The server hosting this blog had some troubles recently, caused (probably) by spikes in e-mail and web traffic happening at the same time. It’s under control now, but that got me wondering: it’s unfortunate that we have a single, not particularly scalable box that we’re depending on to carry that load. Wouldn’t it be nice if we could move to a setup where resources could expand (or contract) as necessary? In particular, cloud computing is all the rage these days (my own employer has a grid, or Amazon with its S3 storage and EC2 compute; as will doubtless become clear, I know essentially nothing about any of those!); what are the barriers between us and that world?
What are the basic requirements? At a minimum, we can’t be tied to a single machine (or assume that we are running on a single machine at any given point in time, since we want to be able to scale up), so we need to diverge the notions of compute and storage.
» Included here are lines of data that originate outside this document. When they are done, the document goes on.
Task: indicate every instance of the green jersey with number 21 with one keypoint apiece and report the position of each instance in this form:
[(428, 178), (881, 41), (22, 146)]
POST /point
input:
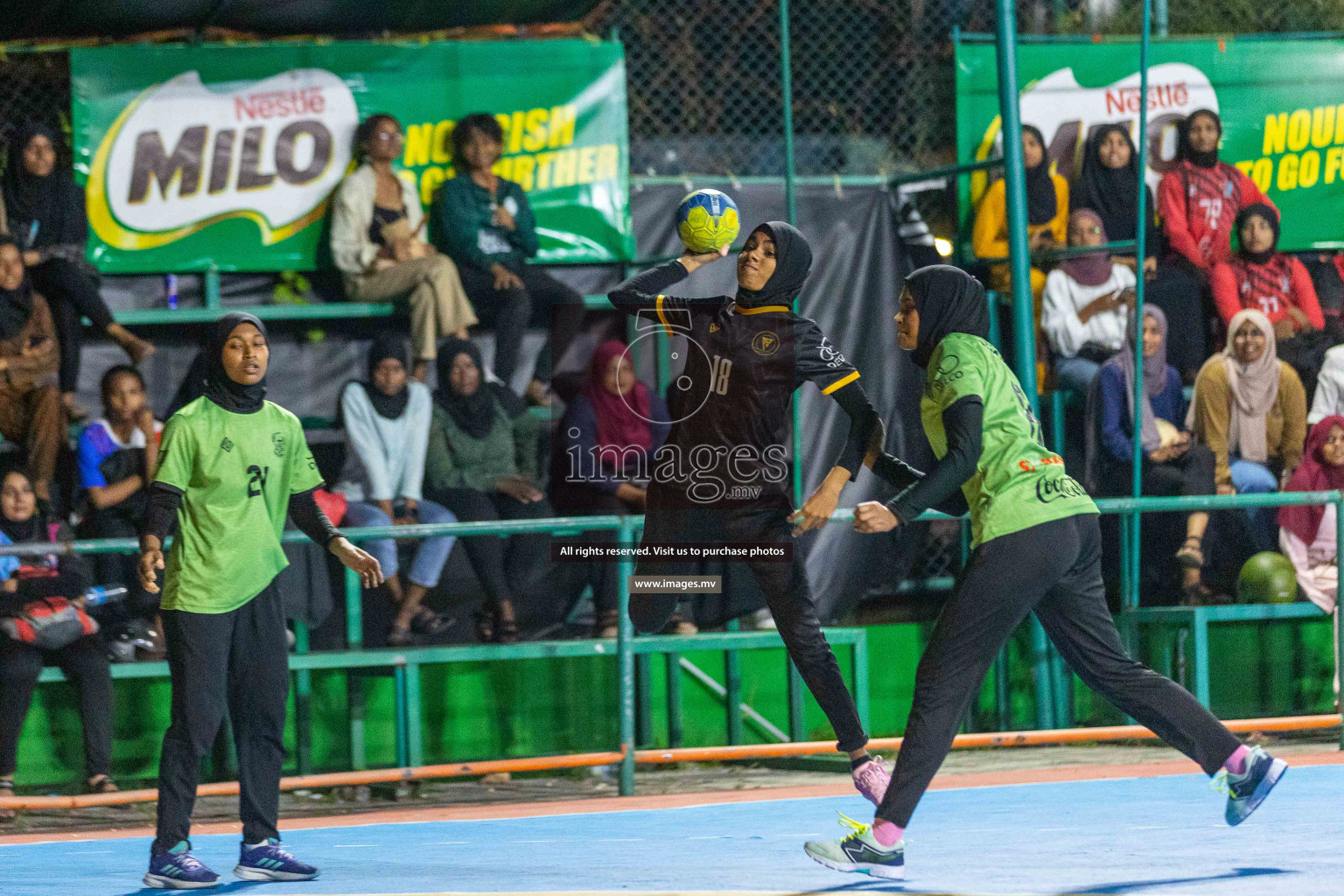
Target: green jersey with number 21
[(1018, 481), (237, 473)]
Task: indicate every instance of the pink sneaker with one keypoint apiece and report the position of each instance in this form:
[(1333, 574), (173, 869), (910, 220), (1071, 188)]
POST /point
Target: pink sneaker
[(872, 780)]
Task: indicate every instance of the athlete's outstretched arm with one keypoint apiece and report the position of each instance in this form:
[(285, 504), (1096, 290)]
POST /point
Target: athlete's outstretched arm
[(644, 290), (862, 446), (962, 422)]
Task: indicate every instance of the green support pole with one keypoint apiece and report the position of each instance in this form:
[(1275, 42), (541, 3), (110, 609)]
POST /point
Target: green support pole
[(1140, 233), (399, 717), (626, 657), (355, 677), (414, 728), (797, 708), (674, 664), (1339, 602), (211, 278), (732, 688), (642, 700), (1015, 183)]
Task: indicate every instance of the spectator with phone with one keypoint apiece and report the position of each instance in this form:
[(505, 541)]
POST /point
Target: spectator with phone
[(30, 402), (386, 421)]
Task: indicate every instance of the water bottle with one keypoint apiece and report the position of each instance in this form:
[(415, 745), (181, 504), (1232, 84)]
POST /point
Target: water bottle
[(100, 594)]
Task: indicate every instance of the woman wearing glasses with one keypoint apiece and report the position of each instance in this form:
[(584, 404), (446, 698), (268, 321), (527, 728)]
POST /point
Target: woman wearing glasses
[(378, 243)]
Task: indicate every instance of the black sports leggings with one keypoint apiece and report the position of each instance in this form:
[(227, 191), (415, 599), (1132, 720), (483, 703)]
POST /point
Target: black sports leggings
[(73, 293), (503, 564), (543, 301), (787, 592), (1051, 570)]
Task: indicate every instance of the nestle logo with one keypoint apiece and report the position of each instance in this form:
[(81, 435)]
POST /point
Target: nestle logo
[(280, 103)]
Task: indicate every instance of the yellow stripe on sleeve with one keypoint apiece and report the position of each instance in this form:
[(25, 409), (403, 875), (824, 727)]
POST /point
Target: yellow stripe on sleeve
[(840, 383)]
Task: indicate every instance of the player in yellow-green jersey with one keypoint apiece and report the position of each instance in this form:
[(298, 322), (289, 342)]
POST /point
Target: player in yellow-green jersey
[(231, 465), (1037, 550)]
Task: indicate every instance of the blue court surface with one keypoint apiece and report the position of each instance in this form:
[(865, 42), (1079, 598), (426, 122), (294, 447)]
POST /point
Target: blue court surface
[(1124, 836)]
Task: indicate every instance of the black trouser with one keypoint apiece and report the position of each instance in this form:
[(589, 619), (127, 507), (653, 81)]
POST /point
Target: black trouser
[(87, 668), (1053, 569), (1191, 473), (787, 592), (504, 564), (1181, 291), (73, 293), (582, 499), (543, 301), (235, 662), (120, 569)]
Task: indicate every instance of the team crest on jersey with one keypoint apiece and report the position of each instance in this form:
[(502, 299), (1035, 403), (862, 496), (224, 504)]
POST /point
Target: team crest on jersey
[(765, 343)]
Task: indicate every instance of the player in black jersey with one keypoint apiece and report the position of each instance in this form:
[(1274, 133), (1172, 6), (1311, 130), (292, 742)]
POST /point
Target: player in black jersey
[(724, 476)]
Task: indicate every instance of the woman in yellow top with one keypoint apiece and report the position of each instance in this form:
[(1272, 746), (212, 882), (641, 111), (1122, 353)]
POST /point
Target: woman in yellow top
[(1047, 218)]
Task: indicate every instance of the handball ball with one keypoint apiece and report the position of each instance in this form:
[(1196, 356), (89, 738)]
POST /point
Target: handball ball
[(1268, 578), (707, 220)]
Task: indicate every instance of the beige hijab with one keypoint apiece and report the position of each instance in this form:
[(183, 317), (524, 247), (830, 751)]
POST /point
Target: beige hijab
[(1253, 387)]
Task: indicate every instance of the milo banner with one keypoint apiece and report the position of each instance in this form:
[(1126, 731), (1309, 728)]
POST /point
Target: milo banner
[(1281, 102), (228, 156)]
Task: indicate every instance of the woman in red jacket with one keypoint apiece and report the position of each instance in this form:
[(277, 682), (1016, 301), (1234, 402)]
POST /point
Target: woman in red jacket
[(1198, 202), (1261, 277)]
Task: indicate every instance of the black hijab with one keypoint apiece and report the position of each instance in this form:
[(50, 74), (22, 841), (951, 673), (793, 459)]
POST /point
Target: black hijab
[(1270, 218), (52, 203), (220, 388), (949, 301), (1186, 150), (388, 346), (792, 262), (474, 413), (1110, 192), (15, 304), (1042, 202)]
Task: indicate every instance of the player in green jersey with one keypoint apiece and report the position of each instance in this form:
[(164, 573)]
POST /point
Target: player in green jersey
[(1037, 550), (231, 466)]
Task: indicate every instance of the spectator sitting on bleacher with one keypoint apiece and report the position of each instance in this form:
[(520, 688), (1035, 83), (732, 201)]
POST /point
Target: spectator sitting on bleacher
[(27, 579), (386, 422), (483, 465), (1198, 202), (30, 404), (609, 436), (486, 223), (1258, 276), (116, 461), (1085, 305), (1108, 185), (1306, 534), (46, 216), (378, 243), (1173, 464), (1250, 410)]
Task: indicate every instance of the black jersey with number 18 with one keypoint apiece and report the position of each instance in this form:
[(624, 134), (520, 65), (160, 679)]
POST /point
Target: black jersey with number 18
[(729, 444)]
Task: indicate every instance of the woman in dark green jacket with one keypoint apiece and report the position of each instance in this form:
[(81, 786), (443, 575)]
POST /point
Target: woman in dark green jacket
[(486, 225), (483, 465)]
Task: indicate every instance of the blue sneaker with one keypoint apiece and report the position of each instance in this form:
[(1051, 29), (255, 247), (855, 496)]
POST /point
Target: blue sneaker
[(270, 863), (179, 870), (1248, 790), (859, 852)]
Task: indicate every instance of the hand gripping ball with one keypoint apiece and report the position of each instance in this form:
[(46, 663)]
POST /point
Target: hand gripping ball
[(707, 220)]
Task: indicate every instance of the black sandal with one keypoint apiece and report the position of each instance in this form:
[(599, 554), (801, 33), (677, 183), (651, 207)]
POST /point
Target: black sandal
[(1191, 557)]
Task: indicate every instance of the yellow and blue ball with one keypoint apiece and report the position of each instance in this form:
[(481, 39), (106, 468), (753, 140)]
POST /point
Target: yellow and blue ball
[(707, 220)]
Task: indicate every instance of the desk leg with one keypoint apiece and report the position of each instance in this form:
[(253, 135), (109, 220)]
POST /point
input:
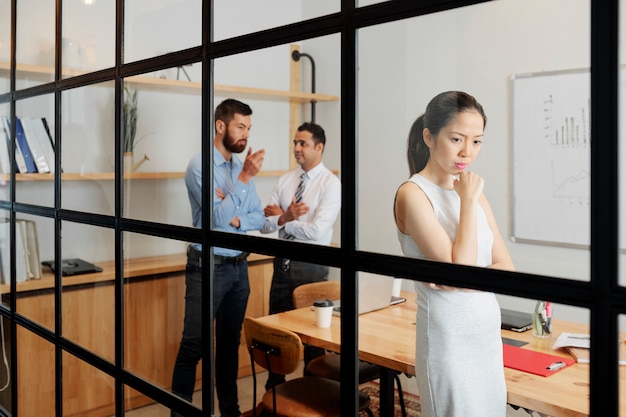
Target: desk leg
[(386, 392)]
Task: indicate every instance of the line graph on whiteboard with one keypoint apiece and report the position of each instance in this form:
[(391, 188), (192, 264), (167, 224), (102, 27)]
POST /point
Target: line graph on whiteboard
[(551, 149), (551, 158)]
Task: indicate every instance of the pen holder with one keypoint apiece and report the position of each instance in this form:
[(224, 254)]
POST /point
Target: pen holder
[(542, 319)]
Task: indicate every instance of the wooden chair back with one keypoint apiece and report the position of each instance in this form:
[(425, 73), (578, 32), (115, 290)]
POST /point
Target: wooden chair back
[(272, 347), (306, 294)]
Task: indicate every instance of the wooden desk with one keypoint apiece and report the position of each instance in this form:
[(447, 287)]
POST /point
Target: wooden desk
[(154, 295), (387, 338)]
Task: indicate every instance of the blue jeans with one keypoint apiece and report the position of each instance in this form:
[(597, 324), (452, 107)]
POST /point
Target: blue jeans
[(231, 290)]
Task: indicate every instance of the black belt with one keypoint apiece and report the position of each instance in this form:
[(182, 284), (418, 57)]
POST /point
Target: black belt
[(196, 255)]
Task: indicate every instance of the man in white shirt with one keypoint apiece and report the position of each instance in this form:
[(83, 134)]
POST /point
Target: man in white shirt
[(303, 207)]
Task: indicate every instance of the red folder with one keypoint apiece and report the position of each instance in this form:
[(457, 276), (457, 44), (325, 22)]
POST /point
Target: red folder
[(537, 363)]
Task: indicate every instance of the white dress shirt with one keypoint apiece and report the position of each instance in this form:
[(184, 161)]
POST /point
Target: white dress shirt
[(323, 196)]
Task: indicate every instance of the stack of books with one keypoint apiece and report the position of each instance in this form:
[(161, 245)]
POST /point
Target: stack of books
[(27, 262), (34, 150)]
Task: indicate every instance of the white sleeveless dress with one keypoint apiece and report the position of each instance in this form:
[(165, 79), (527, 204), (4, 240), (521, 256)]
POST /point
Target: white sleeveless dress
[(458, 361)]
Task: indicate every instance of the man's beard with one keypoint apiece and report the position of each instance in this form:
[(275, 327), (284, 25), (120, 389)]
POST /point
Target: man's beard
[(231, 145)]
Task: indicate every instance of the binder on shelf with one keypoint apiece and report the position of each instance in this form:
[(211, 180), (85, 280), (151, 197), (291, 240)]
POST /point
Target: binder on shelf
[(5, 140), (34, 144), (19, 158), (5, 253), (31, 246), (20, 139), (45, 140)]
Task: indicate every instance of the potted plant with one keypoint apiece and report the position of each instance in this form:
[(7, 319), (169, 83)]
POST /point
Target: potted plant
[(129, 120)]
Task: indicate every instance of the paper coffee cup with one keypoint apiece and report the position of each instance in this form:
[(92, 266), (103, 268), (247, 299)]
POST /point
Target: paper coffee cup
[(397, 287), (323, 312)]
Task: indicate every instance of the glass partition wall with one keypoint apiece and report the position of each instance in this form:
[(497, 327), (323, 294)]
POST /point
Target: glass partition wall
[(117, 102)]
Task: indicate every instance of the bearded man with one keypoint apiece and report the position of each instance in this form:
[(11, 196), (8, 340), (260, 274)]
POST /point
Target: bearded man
[(237, 209)]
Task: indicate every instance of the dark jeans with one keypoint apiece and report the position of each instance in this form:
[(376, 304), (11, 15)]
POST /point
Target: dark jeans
[(287, 276), (231, 289)]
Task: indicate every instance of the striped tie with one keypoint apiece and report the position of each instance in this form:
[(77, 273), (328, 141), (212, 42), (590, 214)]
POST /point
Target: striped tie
[(298, 196)]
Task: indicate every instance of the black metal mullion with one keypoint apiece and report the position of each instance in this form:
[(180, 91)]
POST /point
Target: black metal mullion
[(603, 378), (349, 284), (208, 326), (119, 205)]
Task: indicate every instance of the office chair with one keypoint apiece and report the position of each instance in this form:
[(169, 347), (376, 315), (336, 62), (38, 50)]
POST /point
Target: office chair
[(328, 366), (279, 350)]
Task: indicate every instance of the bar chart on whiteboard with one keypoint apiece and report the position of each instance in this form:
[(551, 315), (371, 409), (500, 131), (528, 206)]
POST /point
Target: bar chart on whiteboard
[(551, 138)]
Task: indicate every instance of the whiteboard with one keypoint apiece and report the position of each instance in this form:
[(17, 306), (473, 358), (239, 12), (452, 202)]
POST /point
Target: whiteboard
[(551, 137)]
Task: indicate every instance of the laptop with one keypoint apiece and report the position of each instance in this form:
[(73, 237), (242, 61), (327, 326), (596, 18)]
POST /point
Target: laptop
[(516, 320), (74, 266), (375, 292)]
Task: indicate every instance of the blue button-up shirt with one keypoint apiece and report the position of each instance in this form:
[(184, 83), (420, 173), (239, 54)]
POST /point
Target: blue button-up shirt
[(240, 199)]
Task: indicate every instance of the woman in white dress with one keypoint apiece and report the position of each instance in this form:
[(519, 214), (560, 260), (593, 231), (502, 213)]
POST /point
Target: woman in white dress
[(442, 215)]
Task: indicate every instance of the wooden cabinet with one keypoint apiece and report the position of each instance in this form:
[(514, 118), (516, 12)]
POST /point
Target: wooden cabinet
[(154, 294)]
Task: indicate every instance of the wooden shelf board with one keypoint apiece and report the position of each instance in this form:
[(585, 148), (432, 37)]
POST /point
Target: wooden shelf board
[(253, 92), (109, 176)]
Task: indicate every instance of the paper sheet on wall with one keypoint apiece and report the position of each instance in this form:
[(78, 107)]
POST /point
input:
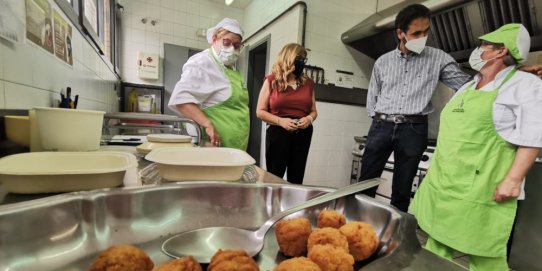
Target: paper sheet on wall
[(344, 79), (12, 24)]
My guess is that we’ll want multiple incarnations of at least one of those concepts; let’s run through some examples and see.
One test case: can we come up with a server that feels pretty much like the one we’re running now, with the exceptions that there could potentially be multiple live instances (with some shared storage) and that we shouldn’t count on long uptimes? (Hmm, how long should the uptimes be? It’d be nice if instances disappeared entirely when nobody was logged in: maybe provide a mechanism where an ssh connection triggers an instance of the server appearing.)
I guess the compute here would look like an OS instance running on a ram disk. For persistent storage, you’d want to provide some sort of NFS-like view of a subset of the cloud’s storage pool. I guess it would be okay if that persistent storage was somewhat slow; you could have a fast ram disk for situations where you needed to have temporary local data. (Hmm, what about situations like compiles? That could get a bit sticky.)
Those abstractions would provide the basic generic server infrastructure plus home directories and shared storage areas. One question is: what parts of the generic server infrastructure change on a somewhat frequent basis? At least frequent enough that you don’t want to spin a whole new ram disk image just for those changes: e.g. when I change my password, I’d rather not have to create a new image.
Or rather, I don’t want to have to create a new image if that’s a heavyweight operation, so let’s try to make it lightweight instead. To do that, I think you’d want to separate off configuration information from other sorts of information. So you’d want to have a mechanism where you can create a base image, e.g. by picking a set of packages from your favorite Linux distro. And then basically apply a diff to that by adding/editing configuration files. If there are easy ways to manage that diff and add/remove packages, it should be easy to tailor the image that you’re using.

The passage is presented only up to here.